Caramel: Ethyl 3-methyl 2-oxo-pentanoate, used at around 50 ppm, adds a very interesting nutty note to caramel flavors and blends in well with the natural fruity notes of this flavor category.

Chocolate and Cocoa: The effect is equally impressive in cocoa flavors and levels up to 50 ppm also work well in this category. The best level in chocolate flavors depends on the profile but 20 ppm is a good starting point for milk chocolate.

Maple: The ideal level of addition of ethyl 3-methyl 2-oxo-pentanoate to maple flavors depends on the type of flavor to an unusual degree. A realistic maple syrup flavor is probably best served by a relatively modest 30 ppm. If the goal is an overtly flavored style, then much higher levels can be used because the unusual profile of this raw material blends in very well with fenugreek notes.

Tea, Black and Red: Ethyl 3-methyl 2-oxo-pentanoate is not so useful in green tea flavors but it is readily applicable to black tea and, especially, red tea flavors. A good starting point is 50 ppm.

Toffee: The category of toffee flavors covers a multitude of sins in addition to relatively authentic profiles. A reasonable compromise here is 100 ppm.

Vanilla Bean: Vanilla bean flavors are an exercise in cramming the maximum complexity into the profile by using modest amounts of many different ingredients. An addition of 30 ppm ethyl 3-methyl 2-oxo-pentanoate makes an especially useful addition.

Savory Flavors

Bacon and Ham: It would be quite possible to use ethyl 3-methyl 2-oxo-pentanoate in a wide range of meat flavors at low levels, but it seems especially attractive in bacon and ham flavors. The best level of use in bacon flavors is 20 ppm and in ham flavors it is 30 ppm.

Mushroom, Cooked: This ingredient really comes into its own in cooked mushroom flavors and more substantial additions are possible, up to 100 ppm.

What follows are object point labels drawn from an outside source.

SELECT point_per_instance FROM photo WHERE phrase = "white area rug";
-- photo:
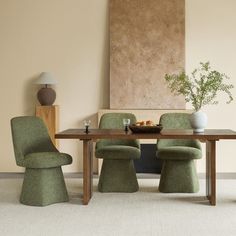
(146, 212)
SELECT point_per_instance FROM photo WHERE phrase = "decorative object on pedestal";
(46, 95)
(200, 88)
(86, 125)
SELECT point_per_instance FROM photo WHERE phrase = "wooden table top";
(208, 134)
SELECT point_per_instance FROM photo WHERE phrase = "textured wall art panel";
(147, 40)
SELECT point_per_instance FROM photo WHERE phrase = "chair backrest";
(29, 135)
(176, 121)
(115, 121)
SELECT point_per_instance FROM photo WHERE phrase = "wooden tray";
(145, 129)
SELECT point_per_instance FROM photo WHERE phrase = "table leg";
(87, 171)
(211, 171)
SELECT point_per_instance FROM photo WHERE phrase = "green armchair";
(43, 179)
(117, 173)
(178, 171)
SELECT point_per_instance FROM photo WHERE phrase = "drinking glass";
(126, 123)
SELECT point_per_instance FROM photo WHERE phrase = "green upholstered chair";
(117, 173)
(43, 180)
(178, 171)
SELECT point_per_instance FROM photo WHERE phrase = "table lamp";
(46, 95)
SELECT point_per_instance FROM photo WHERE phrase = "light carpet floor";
(146, 212)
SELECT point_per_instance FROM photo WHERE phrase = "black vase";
(46, 96)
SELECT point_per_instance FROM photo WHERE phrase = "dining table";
(209, 137)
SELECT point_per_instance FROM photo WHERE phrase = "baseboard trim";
(221, 175)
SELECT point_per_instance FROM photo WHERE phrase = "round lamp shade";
(46, 96)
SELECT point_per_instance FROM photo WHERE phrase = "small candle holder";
(86, 125)
(126, 123)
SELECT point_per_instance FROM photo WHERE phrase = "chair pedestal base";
(43, 187)
(118, 176)
(179, 177)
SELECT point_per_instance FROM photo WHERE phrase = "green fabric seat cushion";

Soy Sauce: The effect of this ingredient in soy sauce flavors is also interesting. I personally find that the unique character of Kishibori Shoyu, fermented in 100-year-old casks, is vastly superior to supermarket brands and ethyl 3-methyl 2-oxo-pentanoate adds a little hint of this special character at around 50 ppm.

Fruit Flavors

Apricot, Dried: Using ethyl 3-methyl 2-oxo-pentanoate in fruit flavors represents a turning of the tables. The fruity note fits in perfectly with the profile of dried apricots, but the level of addition is limited to around 20 ppm by the need to keep the nutty character in check.

Orange: This need for caution is even more true for orange juice flavors, but a modest addition of 10 ppm can add an interesting degree of juice character and naturalness.

Pineapple: Keto and hydroxyl esters are generally interesting in pineapple flavors and ethyl 3-methyl 2-oxo-pentanoate is no exception. A good starting point is 60 ppm if there is no objection to a hint of processed juice character.

Strawberry: For strawberry flavors, as with most fruit flavors, we are back to a very subtle approach but even 5 ppm can add interesting depth and realism to a category where the fruity note can often be too light and simplistic.

Spirit Flavors

Brandy: Ethyl 3-methyl 2-oxo-pentanoate adds an attractive depth to all spirit flavors and here the nutty note is equally valued along with the fruity note. A level of 10 ppm works well in brandy flavors.

Rum: An addition of 10 ppm also gives an interesting effect in light rum flavors, where the effect is quite similar to that in brandy flavors. This ingredient really shines in dark rum profiles, where 50 ppm is a reasonable starting point. Much more can be used with ease to give an unusually and interesting profile.

Whiskey: Dried fruit and walnut nuances work very well in whiskey flavors and help to round out the profile very nicely. Levels of use depend on the flavor, but 20 ppm will typically work very well.